International aid groups have said the infrastructure to get food, medicine, fuel and other goods into Gaza will need to be scaled up substantially, as the quantities set out in the deal would increase the amount entering the strip at least threefold.

Which hostages held in Gaza will be released?

For Israel, the crucial win in the agreement’s first stage is the return of 33 hostages still held by Hamas, including children, civilian women, female soldiers, the over-50s and the wounded.

It remains unclear how many people meeting this criteria remain alive, although an Israeli official said this week that “many of them, most of them” were still living.

Under the deal, three female hostages are set to be released on Sunday, followed by at least three more captives every seven days. Crucially for Israel, living hostages will be released first, followed by the deceased towards the end of the six-week period.

What about Palestinian detainees?

For each civilian hostage freed, Israel has committed to releasing 30 Palestinians detained in Israeli jails, with the number increasing to 50 Palestinian detainees for each female Israeli soldier. During this stage, the emphasis will be on freeing Gazans who have been detained during the war, but not implicated in Hamas’s October 7 2023 attack.

More than 100 Palestinians serving life sentences on murder and terrorism charges will also be released, with some exiled to third countries.

Between 1,000 and 1,650 Palestinians are expected to be freed during this stage of the deal, depending on the number of living hostages ultimately released from Gaza.

Demonstrators take part in a protest calling for action to secure the release of Israelis held hostage in Gaza, in front of the Israeli defence ministry in Tel Aviv on January 15 2025
Protesters in front of Israel’s defence ministry on Wednesday call for the release of Israeli hostages in Gaza © Jack Guez/AFP/Getty Images

Do more details need to be agreed?

No later than the 16th day of the ceasefire, the parties are due to start negotiating over the second — and likely more difficult — stage: the release of the remaining 65 hostages, all men under 50, including soldiers, in return for a full Israeli withdrawal from Gaza and a permanent ceasefire.

The number of Palestinian prisoners set to be released in exchange for each Israeli soldier is likely to be far higher in this second stage, which is expected to last six weeks.

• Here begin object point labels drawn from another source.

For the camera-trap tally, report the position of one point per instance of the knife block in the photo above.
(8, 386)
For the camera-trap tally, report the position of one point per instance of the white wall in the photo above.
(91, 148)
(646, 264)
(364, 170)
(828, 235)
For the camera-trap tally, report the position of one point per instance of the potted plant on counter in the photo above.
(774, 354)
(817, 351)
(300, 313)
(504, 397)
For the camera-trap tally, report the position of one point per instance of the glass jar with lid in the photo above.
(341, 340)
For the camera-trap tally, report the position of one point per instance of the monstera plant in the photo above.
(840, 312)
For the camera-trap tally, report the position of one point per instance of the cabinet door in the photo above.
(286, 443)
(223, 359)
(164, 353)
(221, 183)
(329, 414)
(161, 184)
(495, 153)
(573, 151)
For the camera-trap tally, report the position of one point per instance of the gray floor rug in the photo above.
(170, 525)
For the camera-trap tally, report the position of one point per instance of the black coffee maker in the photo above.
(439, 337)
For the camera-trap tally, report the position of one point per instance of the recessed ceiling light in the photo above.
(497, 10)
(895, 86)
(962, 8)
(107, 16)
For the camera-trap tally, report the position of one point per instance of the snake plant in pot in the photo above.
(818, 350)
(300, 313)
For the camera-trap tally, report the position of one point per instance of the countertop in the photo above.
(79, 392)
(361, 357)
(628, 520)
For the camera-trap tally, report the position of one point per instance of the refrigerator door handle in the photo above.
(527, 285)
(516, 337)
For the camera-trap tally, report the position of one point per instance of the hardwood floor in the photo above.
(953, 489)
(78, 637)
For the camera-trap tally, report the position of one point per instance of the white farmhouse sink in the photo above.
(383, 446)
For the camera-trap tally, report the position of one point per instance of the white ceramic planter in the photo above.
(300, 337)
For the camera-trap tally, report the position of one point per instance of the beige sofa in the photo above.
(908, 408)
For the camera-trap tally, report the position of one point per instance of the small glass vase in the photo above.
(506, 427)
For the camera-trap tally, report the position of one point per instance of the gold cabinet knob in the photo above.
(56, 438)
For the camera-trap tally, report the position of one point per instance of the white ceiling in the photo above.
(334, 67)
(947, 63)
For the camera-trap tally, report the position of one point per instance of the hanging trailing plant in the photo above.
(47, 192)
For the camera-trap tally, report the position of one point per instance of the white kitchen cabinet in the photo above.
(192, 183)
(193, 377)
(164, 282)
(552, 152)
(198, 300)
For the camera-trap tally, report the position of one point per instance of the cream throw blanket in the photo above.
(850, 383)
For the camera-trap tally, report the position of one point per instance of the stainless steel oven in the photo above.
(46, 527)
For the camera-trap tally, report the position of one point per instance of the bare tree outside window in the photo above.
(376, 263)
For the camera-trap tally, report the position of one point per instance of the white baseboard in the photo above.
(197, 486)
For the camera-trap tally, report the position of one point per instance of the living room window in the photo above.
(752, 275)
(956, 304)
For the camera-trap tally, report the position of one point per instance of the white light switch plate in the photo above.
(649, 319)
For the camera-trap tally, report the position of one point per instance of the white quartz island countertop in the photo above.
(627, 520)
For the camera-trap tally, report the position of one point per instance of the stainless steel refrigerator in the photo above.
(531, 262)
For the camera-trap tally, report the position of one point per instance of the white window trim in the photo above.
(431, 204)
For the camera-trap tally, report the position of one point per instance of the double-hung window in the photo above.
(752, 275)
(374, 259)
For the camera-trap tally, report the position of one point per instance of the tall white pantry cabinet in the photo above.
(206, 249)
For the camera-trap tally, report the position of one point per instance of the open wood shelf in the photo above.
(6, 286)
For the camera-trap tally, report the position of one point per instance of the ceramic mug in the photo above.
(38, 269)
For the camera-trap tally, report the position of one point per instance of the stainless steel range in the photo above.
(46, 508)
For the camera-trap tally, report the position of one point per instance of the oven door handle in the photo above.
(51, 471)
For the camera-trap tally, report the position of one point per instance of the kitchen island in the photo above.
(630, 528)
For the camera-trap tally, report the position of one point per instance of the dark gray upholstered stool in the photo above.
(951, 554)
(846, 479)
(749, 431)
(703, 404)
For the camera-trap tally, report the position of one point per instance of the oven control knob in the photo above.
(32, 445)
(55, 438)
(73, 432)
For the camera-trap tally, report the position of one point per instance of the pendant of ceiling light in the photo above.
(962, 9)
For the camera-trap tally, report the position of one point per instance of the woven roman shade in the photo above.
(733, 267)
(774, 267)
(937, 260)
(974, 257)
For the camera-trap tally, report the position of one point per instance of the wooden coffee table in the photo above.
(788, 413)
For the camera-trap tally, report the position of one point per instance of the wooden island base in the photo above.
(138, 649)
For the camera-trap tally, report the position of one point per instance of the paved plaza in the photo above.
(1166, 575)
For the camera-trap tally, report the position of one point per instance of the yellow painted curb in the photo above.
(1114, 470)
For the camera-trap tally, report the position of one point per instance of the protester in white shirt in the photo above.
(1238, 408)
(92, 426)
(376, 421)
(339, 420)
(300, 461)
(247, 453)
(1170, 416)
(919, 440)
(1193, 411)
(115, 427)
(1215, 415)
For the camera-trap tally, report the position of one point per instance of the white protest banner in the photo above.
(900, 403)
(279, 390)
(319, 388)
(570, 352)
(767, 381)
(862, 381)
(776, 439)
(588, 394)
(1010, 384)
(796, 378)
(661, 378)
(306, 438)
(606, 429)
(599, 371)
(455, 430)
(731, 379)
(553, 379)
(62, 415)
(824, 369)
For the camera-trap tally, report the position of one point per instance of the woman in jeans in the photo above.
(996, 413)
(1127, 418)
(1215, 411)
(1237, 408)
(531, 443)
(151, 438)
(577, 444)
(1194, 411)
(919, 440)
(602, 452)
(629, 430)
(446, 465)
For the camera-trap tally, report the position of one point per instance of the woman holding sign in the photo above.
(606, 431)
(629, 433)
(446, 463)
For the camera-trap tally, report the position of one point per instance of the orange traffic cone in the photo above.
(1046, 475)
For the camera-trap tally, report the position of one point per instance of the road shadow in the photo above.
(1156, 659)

Negotiators have also discussed a potential third stage of the deal, in which bodies of Israeli hostages and Palestinian militants would be returned, and the reconstruction of Gaza would begin under Qatari, Egyptian and UN supervision. There is a growing possibility that the second and third stages would be merged, however, analysts said.

Could the ceasefire collapse?

Israeli Prime Minister Benjamin Netanyahu has said repeatedly that he is not willing to fully end the war until he has achieved “total victory” and the complete “destruction” of Hamas.

That makes the resumption of fighting after the initial six-week truce a distinct possibility.

Yet international pressure — potentially including from the incoming US administration of Donald Trump, who has claimed credit for the ceasefire — may force the veteran Israeli leader to continue implementing the ceasefire agreement beyond the first stage and to fully stop the war.